You always want to ensure that the content is not changed in any way. In the modern world of cybercrime and deepfakes, the potential for corrupting content, or even just mislabelling it, is obvious.
Finally, you want to be certain your systems are impregnable to ransomware. Broadcasters in the recent past have been brought to the brink of financial ruin through cyber breaches allowing criminals to take control.
And, the argument goes, if you keep all your material and systems on your premises, in an air-gapped installation, no-one can break in to steal, damage or threaten it. Sadly, this is impractical, unless you advocate going back to delivering programmes on tape by trusted couriers.
What this means is that we have to develop systems that use all the benefits of the cloud and IP connectivity, but also incorporate the levels of security that we need. The good news is that this is all perfectly possible, and readily implemented.
When choosing a cloud provider, along with commercial terms and capacity constraints, you also need to check security credentials. The major providers all offer strong security options. AWS has a military strength secure system designed for intelligence communities and while this is probably over the top, it is reassuring that it is a top priority.
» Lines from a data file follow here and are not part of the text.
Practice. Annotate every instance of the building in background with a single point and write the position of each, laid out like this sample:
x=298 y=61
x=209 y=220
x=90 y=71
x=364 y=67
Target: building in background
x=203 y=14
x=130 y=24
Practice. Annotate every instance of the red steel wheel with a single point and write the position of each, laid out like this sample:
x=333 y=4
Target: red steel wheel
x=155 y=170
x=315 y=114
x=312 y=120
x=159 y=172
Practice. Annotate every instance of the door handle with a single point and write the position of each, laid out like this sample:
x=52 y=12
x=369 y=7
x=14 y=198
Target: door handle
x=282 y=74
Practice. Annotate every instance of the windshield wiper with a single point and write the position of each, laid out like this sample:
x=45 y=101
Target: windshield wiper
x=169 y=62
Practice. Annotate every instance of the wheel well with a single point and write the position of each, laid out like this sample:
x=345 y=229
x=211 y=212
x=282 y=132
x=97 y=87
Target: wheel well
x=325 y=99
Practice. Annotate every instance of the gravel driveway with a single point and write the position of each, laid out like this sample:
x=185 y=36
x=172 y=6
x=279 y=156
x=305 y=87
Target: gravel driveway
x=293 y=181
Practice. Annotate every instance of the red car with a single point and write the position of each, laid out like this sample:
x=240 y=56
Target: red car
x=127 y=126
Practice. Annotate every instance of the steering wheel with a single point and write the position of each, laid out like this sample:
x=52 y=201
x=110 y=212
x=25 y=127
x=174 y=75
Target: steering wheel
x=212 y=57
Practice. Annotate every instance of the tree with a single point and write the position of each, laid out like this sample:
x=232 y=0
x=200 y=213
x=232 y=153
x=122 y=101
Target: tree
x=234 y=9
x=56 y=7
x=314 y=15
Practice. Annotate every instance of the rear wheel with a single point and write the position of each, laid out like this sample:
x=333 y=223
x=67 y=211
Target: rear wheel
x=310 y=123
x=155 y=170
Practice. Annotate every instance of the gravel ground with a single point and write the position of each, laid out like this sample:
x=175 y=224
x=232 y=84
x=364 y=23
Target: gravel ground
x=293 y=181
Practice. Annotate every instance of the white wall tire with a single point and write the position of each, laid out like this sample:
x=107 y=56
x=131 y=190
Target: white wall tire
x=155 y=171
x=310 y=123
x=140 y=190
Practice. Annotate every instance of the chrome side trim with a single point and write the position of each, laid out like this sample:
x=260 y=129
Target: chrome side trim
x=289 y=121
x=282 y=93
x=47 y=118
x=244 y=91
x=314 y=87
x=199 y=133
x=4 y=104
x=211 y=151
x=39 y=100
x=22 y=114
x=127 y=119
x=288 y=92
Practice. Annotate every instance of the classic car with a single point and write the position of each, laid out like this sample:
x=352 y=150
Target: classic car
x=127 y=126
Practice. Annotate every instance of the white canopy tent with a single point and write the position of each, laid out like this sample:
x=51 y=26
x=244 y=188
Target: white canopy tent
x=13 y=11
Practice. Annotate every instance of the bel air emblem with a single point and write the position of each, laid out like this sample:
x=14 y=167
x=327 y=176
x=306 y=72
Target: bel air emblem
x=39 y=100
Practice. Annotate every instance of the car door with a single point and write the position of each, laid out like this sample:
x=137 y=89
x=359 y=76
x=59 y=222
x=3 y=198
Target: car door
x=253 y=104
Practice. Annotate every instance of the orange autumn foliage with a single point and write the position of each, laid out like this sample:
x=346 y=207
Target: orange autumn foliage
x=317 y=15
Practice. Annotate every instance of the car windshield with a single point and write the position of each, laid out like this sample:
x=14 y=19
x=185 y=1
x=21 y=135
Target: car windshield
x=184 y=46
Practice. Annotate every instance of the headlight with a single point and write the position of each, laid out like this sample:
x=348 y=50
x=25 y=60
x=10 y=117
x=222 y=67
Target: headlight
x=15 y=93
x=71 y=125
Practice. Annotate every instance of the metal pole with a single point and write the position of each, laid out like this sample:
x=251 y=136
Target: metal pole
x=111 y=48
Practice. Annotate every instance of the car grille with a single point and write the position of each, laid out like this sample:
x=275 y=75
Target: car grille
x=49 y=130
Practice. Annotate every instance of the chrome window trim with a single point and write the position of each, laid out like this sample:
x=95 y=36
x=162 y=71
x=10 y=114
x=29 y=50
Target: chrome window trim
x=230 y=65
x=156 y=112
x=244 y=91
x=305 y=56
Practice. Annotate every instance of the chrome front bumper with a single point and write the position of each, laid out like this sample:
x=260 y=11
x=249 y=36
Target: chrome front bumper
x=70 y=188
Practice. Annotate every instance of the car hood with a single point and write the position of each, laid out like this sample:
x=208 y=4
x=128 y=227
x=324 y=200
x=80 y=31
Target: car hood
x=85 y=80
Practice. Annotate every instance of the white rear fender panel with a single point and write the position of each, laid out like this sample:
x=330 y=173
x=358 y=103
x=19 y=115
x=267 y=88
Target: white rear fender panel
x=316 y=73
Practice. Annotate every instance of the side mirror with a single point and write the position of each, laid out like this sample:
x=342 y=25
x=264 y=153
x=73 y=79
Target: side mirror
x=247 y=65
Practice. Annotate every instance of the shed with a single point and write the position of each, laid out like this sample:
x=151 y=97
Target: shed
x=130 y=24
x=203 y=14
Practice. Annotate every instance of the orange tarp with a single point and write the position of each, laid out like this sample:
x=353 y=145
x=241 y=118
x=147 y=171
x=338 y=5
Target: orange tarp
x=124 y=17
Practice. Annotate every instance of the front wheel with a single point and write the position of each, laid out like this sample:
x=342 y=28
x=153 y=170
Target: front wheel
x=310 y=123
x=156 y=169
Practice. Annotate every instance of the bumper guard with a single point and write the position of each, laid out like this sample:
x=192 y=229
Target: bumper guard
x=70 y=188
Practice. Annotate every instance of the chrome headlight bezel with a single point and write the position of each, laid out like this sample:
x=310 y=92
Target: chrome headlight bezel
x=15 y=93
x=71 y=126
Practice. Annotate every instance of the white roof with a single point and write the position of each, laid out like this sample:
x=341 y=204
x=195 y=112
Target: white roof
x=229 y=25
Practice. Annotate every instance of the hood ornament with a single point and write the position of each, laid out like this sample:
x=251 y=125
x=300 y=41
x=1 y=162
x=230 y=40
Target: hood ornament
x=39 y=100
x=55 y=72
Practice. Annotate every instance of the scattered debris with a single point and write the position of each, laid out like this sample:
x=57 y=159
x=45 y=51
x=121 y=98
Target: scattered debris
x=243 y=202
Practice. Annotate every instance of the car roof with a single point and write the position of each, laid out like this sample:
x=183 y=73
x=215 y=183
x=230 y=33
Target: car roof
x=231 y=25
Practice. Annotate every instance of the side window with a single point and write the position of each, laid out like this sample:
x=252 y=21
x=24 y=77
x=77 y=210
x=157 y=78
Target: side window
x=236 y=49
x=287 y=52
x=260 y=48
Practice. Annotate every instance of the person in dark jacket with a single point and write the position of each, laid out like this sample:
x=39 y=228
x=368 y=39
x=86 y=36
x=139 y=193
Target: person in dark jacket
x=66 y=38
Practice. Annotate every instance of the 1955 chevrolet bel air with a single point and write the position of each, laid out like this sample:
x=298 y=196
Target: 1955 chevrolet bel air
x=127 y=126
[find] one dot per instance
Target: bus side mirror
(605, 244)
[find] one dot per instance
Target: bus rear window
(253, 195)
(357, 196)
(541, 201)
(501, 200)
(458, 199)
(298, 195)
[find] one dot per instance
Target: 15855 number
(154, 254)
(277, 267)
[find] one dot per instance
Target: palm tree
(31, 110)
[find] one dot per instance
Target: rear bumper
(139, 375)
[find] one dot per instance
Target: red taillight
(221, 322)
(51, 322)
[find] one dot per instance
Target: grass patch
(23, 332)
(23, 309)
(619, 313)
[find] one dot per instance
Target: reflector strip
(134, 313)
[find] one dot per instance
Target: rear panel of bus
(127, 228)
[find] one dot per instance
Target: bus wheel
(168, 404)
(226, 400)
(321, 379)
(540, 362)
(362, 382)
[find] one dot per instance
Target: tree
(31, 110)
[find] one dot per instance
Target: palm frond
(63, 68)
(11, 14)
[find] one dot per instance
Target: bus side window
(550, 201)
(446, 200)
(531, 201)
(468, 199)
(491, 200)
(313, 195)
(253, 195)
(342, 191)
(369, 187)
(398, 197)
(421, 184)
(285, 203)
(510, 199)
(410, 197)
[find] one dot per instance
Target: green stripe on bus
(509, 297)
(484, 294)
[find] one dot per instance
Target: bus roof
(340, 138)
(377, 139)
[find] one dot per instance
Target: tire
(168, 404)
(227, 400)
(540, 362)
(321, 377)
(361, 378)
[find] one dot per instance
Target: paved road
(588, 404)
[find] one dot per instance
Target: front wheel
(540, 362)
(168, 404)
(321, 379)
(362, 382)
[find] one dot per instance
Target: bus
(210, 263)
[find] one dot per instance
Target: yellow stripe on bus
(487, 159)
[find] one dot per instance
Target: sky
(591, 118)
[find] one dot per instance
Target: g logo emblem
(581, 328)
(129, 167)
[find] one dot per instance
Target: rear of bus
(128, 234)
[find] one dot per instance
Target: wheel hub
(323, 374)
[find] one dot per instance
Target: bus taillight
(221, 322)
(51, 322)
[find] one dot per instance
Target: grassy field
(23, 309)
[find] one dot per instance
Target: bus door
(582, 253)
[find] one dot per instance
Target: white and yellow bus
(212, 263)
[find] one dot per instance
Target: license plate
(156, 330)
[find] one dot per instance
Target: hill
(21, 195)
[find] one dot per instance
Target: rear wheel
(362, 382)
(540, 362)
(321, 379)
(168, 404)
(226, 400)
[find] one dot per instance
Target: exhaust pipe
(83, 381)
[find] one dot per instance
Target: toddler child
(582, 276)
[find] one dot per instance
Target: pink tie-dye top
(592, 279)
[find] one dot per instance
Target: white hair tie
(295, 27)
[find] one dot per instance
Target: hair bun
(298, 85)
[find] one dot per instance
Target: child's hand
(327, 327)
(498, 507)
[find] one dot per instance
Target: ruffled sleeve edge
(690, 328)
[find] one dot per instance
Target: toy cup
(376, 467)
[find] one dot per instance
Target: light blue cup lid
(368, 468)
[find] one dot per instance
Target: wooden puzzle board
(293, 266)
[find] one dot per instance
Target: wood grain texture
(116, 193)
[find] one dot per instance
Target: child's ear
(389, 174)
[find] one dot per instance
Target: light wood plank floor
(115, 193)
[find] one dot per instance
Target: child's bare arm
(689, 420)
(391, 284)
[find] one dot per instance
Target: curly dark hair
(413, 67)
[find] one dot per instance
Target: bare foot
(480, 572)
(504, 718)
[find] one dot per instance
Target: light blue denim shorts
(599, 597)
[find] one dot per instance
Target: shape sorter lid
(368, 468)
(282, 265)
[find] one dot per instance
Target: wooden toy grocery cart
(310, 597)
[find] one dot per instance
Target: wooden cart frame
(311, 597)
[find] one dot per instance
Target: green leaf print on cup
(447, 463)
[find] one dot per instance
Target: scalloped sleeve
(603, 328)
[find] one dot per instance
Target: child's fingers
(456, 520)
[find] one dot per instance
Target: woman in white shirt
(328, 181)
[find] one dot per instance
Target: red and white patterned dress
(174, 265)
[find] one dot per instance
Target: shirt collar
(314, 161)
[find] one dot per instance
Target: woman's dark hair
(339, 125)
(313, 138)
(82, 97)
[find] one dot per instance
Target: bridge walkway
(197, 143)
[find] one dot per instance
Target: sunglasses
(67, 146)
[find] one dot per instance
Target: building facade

Cloud security generally operates on a shared responsibility model. The provider secures the infrastructure and the core software; the user secures the data and the applications. You can find out more about this shared responsibility model here.
While this may sound daunting, it is pretty much what we do every day in other parts of our business life. Professional messaging platforms like Signal, and consumer services like WhatsApp, all use end-to-end encryption: the signals are protected at source and only the destination has the key to unlock it.
The same principles can be applied to transferring content between the ground and the cloud. Encryption, often using the AES standard, provides a very high degree of protection against piracy and corruption for valuable files in transit.
Similarly, we expect to log in to the services we use online. When setting up multi-user systems, the same restrictions apply. IAM – identity and access management – is the service that sets and controls users and groups. You will certainly expect username and password control: increasingly a two-factor authentication regime is expected.
Where good system design comes in here is that the IAM should give users access only to the functionality and content they need. That is for security, of course, but it should also be seen as a major aid to productivity.
Users log on and are presented with precisely the tools and material they need for the job in hand. Time searching for the right material and related metadata is time not spent on the job. If you are an editor, then when you log on you should be taken straight to your edit software, with the bins populated with the clips you need so you are good to go.
Yes, if you are designing a cloud or hybrid infrastructure, security is a concern, and it absolutely must be. Remember that the content represents the assets of your business. But solutions are already available, are not complicated to implement or onerous to operate, and if done properly can even boost productivity.